Il soutient que le jugement a été signifié à M. A… le 10 février 2024 et que l’ordre de libérer les lieux n’a pas été respecté malgré le délai de trois mois, comme cela a pu être constaté lors de visites sur place en date du 9 juillet 2024.
La requête a été communiquée à M. A… le 28 août 2024.
Par trois mémoires en défense, enregistrés 21 février, 18 mars et 24 octobre 2025, M. A…, représenté par Me Montazeau, conclut au rejet de la requête.
Il soutient que :
la juridiction doit surseoir à statuer dans l’attente de la décision de la Cour administrative d’appel de Toulouse,
la procédure est irrégulière compte tenu de l’absence de mise en demeure,
le préfet est irrecevable à demander au juge administratif de prononcer une mesure qu’il a le pouvoir de prendre,
en application du principe non bis in idem, la demande de liquidation d’astreinte doit être rejetée compte tenu de l’ordonnance pénale du 25 mai 2020.

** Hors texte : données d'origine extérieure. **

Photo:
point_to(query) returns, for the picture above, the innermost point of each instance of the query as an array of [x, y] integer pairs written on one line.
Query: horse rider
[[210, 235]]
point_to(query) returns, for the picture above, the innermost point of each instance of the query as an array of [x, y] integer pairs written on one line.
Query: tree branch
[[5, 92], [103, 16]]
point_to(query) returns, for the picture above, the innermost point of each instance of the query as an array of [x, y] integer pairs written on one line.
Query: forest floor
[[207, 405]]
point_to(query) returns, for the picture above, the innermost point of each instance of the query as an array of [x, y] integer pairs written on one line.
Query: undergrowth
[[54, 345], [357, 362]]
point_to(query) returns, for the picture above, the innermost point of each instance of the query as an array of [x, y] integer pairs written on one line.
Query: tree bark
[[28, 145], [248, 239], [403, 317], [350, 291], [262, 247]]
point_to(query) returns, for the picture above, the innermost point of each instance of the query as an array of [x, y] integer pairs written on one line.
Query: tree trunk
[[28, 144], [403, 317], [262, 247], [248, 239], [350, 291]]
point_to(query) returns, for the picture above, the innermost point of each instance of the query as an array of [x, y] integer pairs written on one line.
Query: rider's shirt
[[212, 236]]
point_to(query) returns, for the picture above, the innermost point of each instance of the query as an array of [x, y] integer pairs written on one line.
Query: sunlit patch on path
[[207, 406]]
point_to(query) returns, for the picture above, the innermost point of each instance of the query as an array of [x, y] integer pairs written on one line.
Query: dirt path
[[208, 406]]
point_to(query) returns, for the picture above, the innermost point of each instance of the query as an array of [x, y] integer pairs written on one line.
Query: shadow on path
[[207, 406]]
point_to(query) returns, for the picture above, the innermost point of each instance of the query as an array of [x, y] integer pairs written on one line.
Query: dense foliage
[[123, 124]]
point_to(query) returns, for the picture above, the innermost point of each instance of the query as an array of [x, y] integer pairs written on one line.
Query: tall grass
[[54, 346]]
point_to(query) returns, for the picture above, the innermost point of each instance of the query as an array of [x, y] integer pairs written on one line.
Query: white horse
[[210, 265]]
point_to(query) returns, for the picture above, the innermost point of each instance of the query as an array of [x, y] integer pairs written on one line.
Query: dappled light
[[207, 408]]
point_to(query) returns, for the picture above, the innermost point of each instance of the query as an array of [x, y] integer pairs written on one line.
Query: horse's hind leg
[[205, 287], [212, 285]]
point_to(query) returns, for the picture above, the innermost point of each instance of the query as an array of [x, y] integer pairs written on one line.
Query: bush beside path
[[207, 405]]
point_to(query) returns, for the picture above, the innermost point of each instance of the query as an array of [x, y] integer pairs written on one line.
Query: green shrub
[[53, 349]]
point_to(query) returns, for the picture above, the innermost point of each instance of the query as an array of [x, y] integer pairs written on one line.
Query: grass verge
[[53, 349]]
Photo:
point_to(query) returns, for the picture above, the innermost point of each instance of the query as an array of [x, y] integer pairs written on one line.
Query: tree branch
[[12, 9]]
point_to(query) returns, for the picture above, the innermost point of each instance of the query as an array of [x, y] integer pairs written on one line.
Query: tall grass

Par une seconde requête enregistrée le 20 août 2024 et deux mémoires le 21 janvier 2025 et 9 mars 2026 et référencée sous le n°2404847, le préfet de l’Aude demande au Tribunal, en exécution du jugement n°2206806 du 23 janvier 2023, devenu définitif, de condamner Mme D… C…, épouse A…, à lui verser une somme correspondant à la liquidation de l’astreinte prononcée par ledit jugement, et ce, pour la période comprise entre le 13 mars 2024 et le 9 juillet 2024, à concurrence de 50 euros par jour.
Il soutient que le jugement a été signifié à Mme C… le 12 février 2024 et que l’ordre de libérer les lieux n’a pas été respecté malgré le délai de trois mois, comme cela a pu être constaté lors de visites sur place en date du 9 juillet 2024.
La requête a été communiquée à Mme C… le 28 août 2024.
Par quatre mémoires en défense, enregistrés le 12 septembre 2024, 21 février, 18 mars et 24 octobre 2025, Mme C…, représentée par Me Montazeau, conclut au rejet de la requête.
Elle soutient que :
la juridiction doit surseoir à statuer dans l’attente de la décision de la Cour administrative d’appel de Toulouse,
la procédure est irrégulière compte tenu de l’absence de mise en demeure,
le préfet est irrecevable à demander au juge administratif de prononcer une mesure qu’il a le pouvoir de prendre,
en application du principe non bis in idem, la demande de liquidation d’astreinte doit être rejetée compte tenu de l’ordonnance pénale du 25 mai 2020.
Vu :
le jugement du tribunal administratif de Montpellier du 23 janvier 2024 n°2206808.
les autres pièces du dossier.
Vu :
le code général de la propriété des personnes publiques ;
le code de justice administrative.
La présidente du tribunal administratif de Montpellier a désigné M. Jacob, premier conseiller à la 4ème chambre de ce tribunal, pour statuer sur les litiges mentionnés à l’article L. 774-1 du code de justice administrative.
Les parties ont été régulièrement averties du jour de l’audience.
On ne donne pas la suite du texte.